Peuple
Mercredi 26 janvier 2022, par
Un mot : Peuple
Récemment, lors d’une de nos conférences, une personne m’interpela à propos du vote du 29 mai 2005 sur le traité constitutionnel européen. Selon lui, on ne peut pas dire que c’est « le peuple » qui a répondu « non » lors de ce référendum dans la mesure où le « non » était disparate et rassemblait des éléments d’extrême droite autant que de gauche.
Passons sur le fait que le vote « oui » n’était pas caractérisé, lui non plus, par l’homogénéité et la clarté. Intéressons-nous à la question sous-jacente essentielle : la définition du « peuple » qui est souverain d’après l’article 3 de la constitution.
Mon interlocuteur semble considérer que le peuple revêt une connotation politique ou sociale. Il rappelle ainsi le vieux concept de « peuple de gauche ».
Il n’y a, à notre sens, d’un point de vue strictement juridique et de la logique démocratique, qu’un peuple français (le corps politique souverain) qui n’a pas d’orientation politique a priori et qui est traversé de préoccupations et tensions diverses. D’ailleurs, qui dit qu’un citoyen aurait, de façon pérenne, une étiquette politique ? Cette caractérisation peut évoluer, heureusement d’ailleurs, la seule chose permanente étant la qualité de citoyen.
Le vote du 29 mai 2005 fut celui de l’ensemble des citoyens confrontés à une question préalable et uniquement celui des citoyens au-delà de toute autre considération. On peut regretter le caractère par définition binaire des référendums mais c’est leur rôle de trancher, comme le ferait d’ailleurs un parlement appelé à ratifier un traité, l’adoption ou non d’un texte clefs en mains négocié par les diplomates ou les législateurs.
Il est alors scandaleux de voir certains vouloir récupérer le résultat du 29 mai 2005 au profit de telle ou telle chapelle ou sensibilité politique.
On se rappellera les tentatives de certains pour créer lors de la présidentielle de 2007, un candidat du « Non de gauche ». Au lieu de chercher à accroitre le souffle du résultat au référendum -expression de la souveraineté populaire et nationale-, de telle initiatives ont affaibli la dynamique du vote et, peut-être, ouvert la voie à la remise en cause à la remise en cause par le président Nicolas Sarkozy et ses soutiens sociaux-démocrates.
Il ne s’agit pas, ce disant, de nier les conflits, en particulier sociaux, ou les contradictions qui peuvent traverser le peuple tout entier. Il s’agit de rappeler l’intérêt général et la manière dont les luttes sociales peuvent s’inscrire, comme le pensait Jean Jaurès, dans le cadre démocratique.
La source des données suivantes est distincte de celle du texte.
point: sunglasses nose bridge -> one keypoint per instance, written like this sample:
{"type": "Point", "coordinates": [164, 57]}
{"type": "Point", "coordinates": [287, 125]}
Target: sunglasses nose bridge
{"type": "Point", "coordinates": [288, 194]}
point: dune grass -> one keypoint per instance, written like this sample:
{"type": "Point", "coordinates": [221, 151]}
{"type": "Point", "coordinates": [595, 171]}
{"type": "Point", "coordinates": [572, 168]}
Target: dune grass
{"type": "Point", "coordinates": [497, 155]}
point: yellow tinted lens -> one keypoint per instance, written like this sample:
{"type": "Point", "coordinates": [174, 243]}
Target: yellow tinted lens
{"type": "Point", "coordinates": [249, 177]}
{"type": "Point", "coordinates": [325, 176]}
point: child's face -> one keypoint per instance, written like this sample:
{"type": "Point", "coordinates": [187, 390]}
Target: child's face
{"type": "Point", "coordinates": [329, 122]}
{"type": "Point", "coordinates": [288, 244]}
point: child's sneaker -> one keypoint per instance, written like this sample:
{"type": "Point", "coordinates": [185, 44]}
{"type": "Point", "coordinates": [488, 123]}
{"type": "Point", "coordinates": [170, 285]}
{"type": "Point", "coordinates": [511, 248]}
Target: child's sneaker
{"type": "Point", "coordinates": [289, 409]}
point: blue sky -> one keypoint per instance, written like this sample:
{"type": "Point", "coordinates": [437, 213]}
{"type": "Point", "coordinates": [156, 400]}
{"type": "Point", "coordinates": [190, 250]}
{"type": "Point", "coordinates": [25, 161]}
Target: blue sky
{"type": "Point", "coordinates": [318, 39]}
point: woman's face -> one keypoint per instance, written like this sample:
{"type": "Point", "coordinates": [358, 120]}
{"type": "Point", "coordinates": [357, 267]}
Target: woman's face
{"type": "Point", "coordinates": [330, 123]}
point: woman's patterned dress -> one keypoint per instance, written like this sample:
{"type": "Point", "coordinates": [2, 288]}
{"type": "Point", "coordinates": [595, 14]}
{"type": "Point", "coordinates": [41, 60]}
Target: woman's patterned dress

La démocratie est précisément le lieu où s’expriment les débats et qui les tranche de façon libre et raisonné comme en 2005. C’est ce cadre qui permet l’expression du peuple autant que ses contradictions internes. Il est temps d’en rappeler la force autant que les limites. Et de respecter son verdict au lieu de tenter de se l’approprier.